This Behind the Scenes article was provided to LiveScience in partnership with the National Science Foundation.
The treatment of cancer has greatly improved in the last few decades, and according to the National Cancer Institute, the overall incidence has declined since 1999.
Despite these facts, most patients see the diagnosis of cancer as synonymous with a high probability of death and potentially drastic treatments including aggressive surgery, radiotherapy and chemotherapy, with severe side effects such as vomiting, hair loss, post-surgical deformation and many others that can seriously compromise one's quality of life.
In the last few years, scientists have been investigating new ways to deliver cancer treatments that can target only a tumor, without damaging normal tissue, and therefore decrease side effects.

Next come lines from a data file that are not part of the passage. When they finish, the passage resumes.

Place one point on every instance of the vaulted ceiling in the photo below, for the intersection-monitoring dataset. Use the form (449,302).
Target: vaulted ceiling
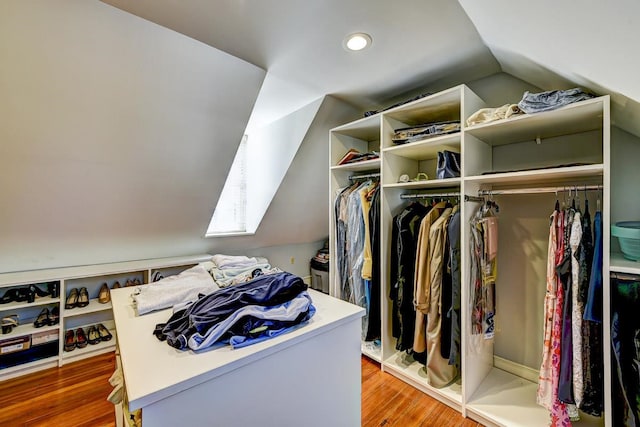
(415,43)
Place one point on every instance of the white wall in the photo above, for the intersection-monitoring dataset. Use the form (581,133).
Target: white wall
(270,151)
(116,133)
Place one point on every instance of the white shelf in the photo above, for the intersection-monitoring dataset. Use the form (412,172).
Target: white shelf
(540,175)
(371,351)
(575,118)
(27,329)
(23,368)
(52,274)
(38,302)
(366,129)
(427,148)
(431,183)
(507,400)
(619,264)
(440,106)
(90,349)
(404,367)
(93,307)
(358,166)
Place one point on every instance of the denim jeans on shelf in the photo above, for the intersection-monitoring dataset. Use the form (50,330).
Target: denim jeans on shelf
(551,100)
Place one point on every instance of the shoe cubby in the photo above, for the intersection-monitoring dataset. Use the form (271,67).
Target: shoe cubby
(89,349)
(27,348)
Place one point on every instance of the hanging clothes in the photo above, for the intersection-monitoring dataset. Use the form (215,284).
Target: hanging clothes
(375,322)
(484,251)
(422,278)
(453,312)
(439,372)
(353,247)
(592,358)
(404,236)
(625,330)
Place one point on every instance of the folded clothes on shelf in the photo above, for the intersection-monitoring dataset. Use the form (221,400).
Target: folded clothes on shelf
(423,131)
(551,100)
(487,115)
(354,155)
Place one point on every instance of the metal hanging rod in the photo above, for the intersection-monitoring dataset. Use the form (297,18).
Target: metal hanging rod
(468,198)
(624,276)
(429,195)
(540,190)
(366,175)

One new therapy uses nanoparticles, such as carbon nanotubes (CNTs), for drug delivery. These are very small elements — a nanometer is one-billionth of a meter (10-9 m) — that can deliver high concentrations of medicines to the interior of cancer cells without affecting normal cells. The nanoparticles also increase the time a medicine stays inside a cell, compared with other therapies.
Another new therapy that has been used is non-thermal irreversible electroporation (N-TIRE). The principle behind this therapy has been known since 1898 as a method to treat bacteria-infested water, but is now being used in the treatment of cancer. N-TIRE is the application of electrical fields to a targeted tissue area with the purpose of permanently opening pores in the membranes of a cell, causing cell death. The destruction of the cells in this case is not due to thermal injury — important since it allows the elimination of tumor cells while respecting normal tissue.
Rafael Davalos, a bioengineer at Virginia Polytechnic Institute and State University (Virginia Tech) and co-inventor of N-TIRE, is doing a study combining N-TIRE and CNTs. He is using N-TIRE to treat the tumor and CNTs to selectively target cancer cells both inside a tumor and cancer cells that have already traveled throughout the body.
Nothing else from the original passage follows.